Eyes and Hands Festival 2005

Eyes & Hands Festival

Andrew Olson

Reader Weekly

When I lived in St. Cloud there were a few very young hippies renting upstairs who had no money but an idea for a store behind the railroad tracks. I checked out the store after it opened and learned it was little more than a used clothing shop or maybe a glorified garage sale. A few years went by and the railroad tracks were replaced with a road and their store, Cheap Thrills, got a great location.
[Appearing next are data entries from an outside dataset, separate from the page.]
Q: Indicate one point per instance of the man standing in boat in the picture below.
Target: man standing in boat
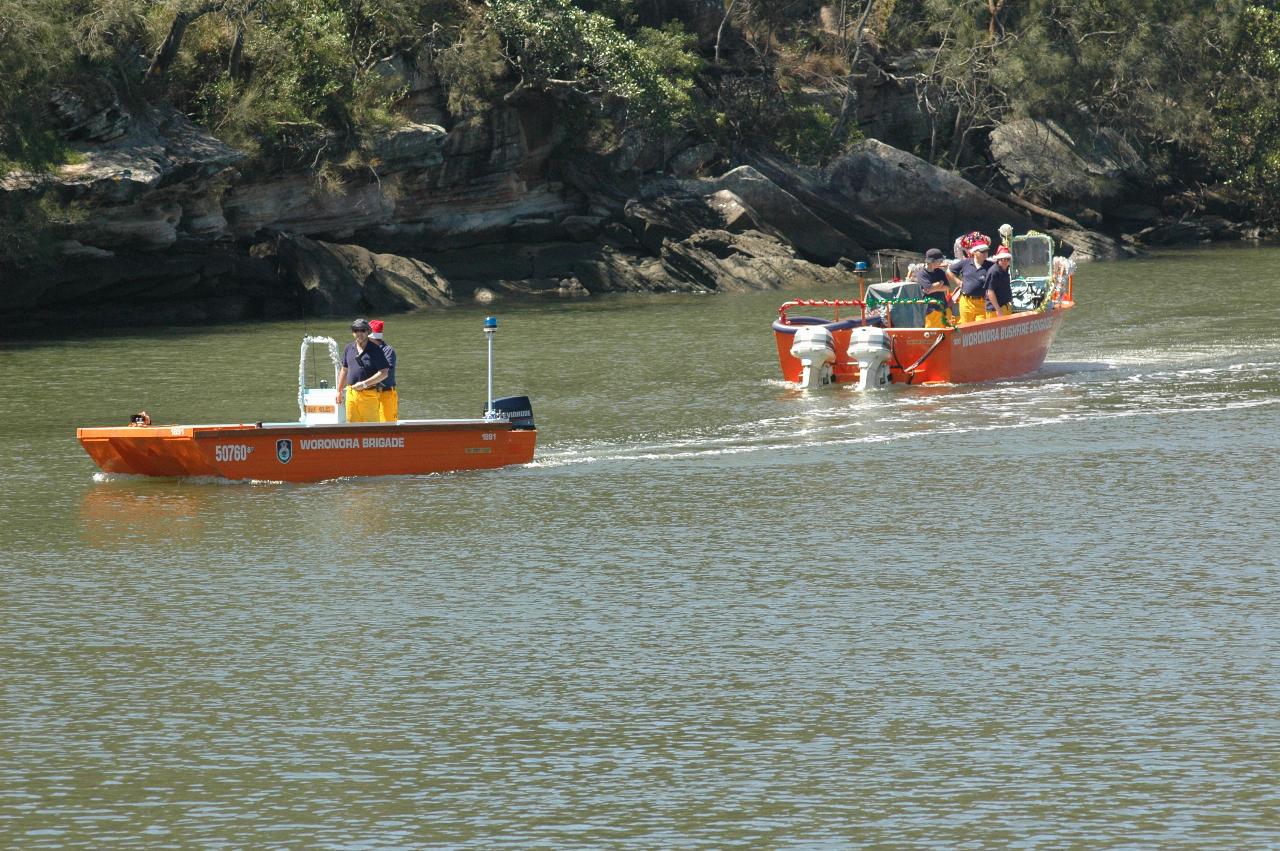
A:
(970, 274)
(362, 366)
(388, 401)
(1000, 288)
(932, 279)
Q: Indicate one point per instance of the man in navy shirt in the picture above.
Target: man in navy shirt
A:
(388, 399)
(362, 366)
(1000, 288)
(970, 274)
(932, 279)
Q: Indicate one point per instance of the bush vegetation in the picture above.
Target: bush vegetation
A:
(1192, 83)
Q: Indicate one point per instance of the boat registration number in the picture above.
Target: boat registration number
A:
(232, 452)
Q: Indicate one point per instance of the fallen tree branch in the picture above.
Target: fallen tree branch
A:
(1034, 207)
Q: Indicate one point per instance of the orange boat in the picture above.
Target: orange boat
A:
(886, 342)
(320, 445)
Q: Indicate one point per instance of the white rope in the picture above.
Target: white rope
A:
(302, 369)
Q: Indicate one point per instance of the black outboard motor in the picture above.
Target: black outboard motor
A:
(517, 408)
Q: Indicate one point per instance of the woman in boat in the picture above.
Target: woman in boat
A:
(1000, 288)
(362, 366)
(970, 274)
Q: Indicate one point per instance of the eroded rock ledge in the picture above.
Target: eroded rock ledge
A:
(165, 229)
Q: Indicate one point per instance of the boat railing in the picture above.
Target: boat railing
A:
(332, 346)
(835, 303)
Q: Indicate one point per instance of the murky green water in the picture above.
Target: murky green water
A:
(713, 613)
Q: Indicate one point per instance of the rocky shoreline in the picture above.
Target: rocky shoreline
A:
(165, 229)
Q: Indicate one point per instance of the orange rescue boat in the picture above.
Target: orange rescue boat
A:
(320, 445)
(886, 342)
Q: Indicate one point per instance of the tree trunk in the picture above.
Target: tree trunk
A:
(720, 31)
(233, 62)
(850, 103)
(168, 50)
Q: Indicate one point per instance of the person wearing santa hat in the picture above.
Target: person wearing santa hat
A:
(388, 399)
(362, 367)
(970, 274)
(1000, 288)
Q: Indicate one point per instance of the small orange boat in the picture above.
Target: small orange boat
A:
(886, 342)
(319, 445)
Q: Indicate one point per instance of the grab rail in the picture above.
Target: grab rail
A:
(822, 302)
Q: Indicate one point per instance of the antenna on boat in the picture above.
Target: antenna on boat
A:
(490, 328)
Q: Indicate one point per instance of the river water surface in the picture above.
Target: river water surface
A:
(712, 613)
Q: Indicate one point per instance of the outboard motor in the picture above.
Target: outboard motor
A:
(816, 349)
(872, 348)
(517, 408)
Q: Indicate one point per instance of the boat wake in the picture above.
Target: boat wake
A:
(1063, 393)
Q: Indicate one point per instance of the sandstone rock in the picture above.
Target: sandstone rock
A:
(1088, 245)
(781, 213)
(583, 228)
(814, 190)
(348, 279)
(1176, 233)
(731, 209)
(1134, 214)
(410, 146)
(1042, 160)
(720, 261)
(90, 111)
(933, 205)
(691, 160)
(673, 216)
When the Eyes and Hands Festival played out there a few weeks ago it was a disaster. The reason was that a limited group of people go to an outskirts coffee-shop/ apparel store in a town that prides itself on intoxicating partying. With thousands of people assembling on one small strip of bars Downtown the one or two coffeeshops usually have maybe 5 people in them. With the exception of the Corporate Caffeine peddlers like Caribou Coffee or Starbucks, coffee shops are passé. The only entertainment magazine still around is the Up Next, which is owned by a big newspaper corporation, so forget about local music or events being covered.

This past weekend the Eyes and Hands Festival broke even here in Duluth. Unlike other local festivals this one actually paid the artists to perform and wasn’t just leaching onto the scene. It was also one of the most exciting and packed nights at the NorShor in some time.

On Friday (July 8th) local artists Trampled By Turtles and their folk dancing moshpit of enthusiastic swingers were in full effect. Although someone stopped me to tell me that it is referred to as just a “pit” to the punk rockers now. So maybe folk bands can have moshpits, and punks can have pits? A folk moshpit is more reckless abandon and swinging around within a given space, but no contact. A punk pit is where people like to touch each other and draw blood on occasion. Take your pick?

Saturday (July 9th) brought in some great acts from the Cities and highlighted energetic and artistic music. One dark band that stood out was A Whisper In The Noise and their Pink Floyd meets Nine Inch Nails sound. They utilized a violin, french horn, organ, guitar, drums and bass. Their album, Through The Ides Of Marchwas a bit dated from 2002, but had some nice material. The intros on the songs were between one to two minutes long, and every song but one was five to seven minutes in length. What is the relevance of that? Unfortunately, the best song on the album is about three minutes long with almost no intro. Ironically titled, “The Song You Hate”, it is loaded with vulgarities and moves at a quickened pace. That may explain the whipping noise in the background of the song? Imagine a rant that moves to a beat of spacey sounds with a dash of spookiness. Seeing them live in the dimly lit Nor Shor theater was cryptic.

As the walls slowly age and pieces are removed one can look around and picture a grand theater and the potential of such a building. If a bar was close to the stage, bathrooms, and smoking it would be the best bar in town to watch bands play. When it finally fills up for a show the Nor Shor comes alive again.

When Doomtree took the stage to close out the evening the liquor was done being served and it was approaching 1:20 am. That stopped no one and the crowd jumped up to dance to the lively hip-hop music. Later a live backup band joined them on stage and tipped off a weekend that showed a lot of promise for the Eyes and Hands Festival. It also showed the awesome side of the music scene in Duluth being more about music than towns like St. Cloud who just wanna get wasted and party. We have both here!